Banks are being pressed by a powerful committee of MPs to step up “measly” easy access savings rates.
The Treasury Committee has written to the bosses of major banks to ask if they believe all their savings rates provide “fair value” to customers and whether customer inertia is being exploited.
A new consumer duty is coming into force from the end of July, forcing financial firms to put consumers at the heart of what they do.
Harriett Baldwin, chair of the Treasury Committee, said: “With interest rates on the rise and our constituents feeling squeezed by rising prices, it is only right that the UK’s biggest banks step up their measly easy access savings rates.
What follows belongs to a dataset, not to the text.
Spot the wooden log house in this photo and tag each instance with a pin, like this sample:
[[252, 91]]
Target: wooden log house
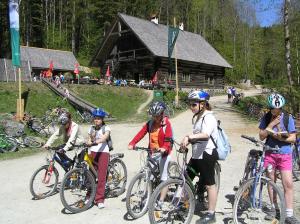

The time for action is now.”
The high street banks are squeezing higher profits from their loyal savings customers— Dame Angela Eagle
Treasury Committee member Dame Andrea Leadsom said: “While banks play a vital role in our society, stimulating economic growth and supporting thriving businesses, it’s quite clear they have failed to pass on the rise in interest rates to savers.”
Dame Angela Eagle, another member of the committee, said: “In the middle of a cost-of-living crisis, the high street banks are squeezing higher profits from their loyal savings customers.”
The committee has written to the bosses of Lloyds Banking Group, NatWest, HSBC UK and Barlcays.
The Bank of England base rate is sitting at 5%, following 13 hikes in a row.
According to financial information website Moneyfactscompare.co.uk, the average easy access savings rate on the market is at 2.43%. The average easy access Isa rate on offer is 2.55%.
Savers looking for a one-year fixed-rate account can get 4.82% typically.
Many banks have been hiking their savings rates in recent weeks, although some mortgage rates are sitting at a significantly higher level than some rates being offered on savings.
The average two-year homeowner mortgage rate on the market is 6.42% and the average five-year fixed-rate mortgage is 5.97%.
The Treasury Committee has also written separately to the Financial Conduct Authority (FCA), asking if banks have changed their savings rates as a result of the regulator challenging them.
The FCA will oversee the new consumer duty when it comes into force.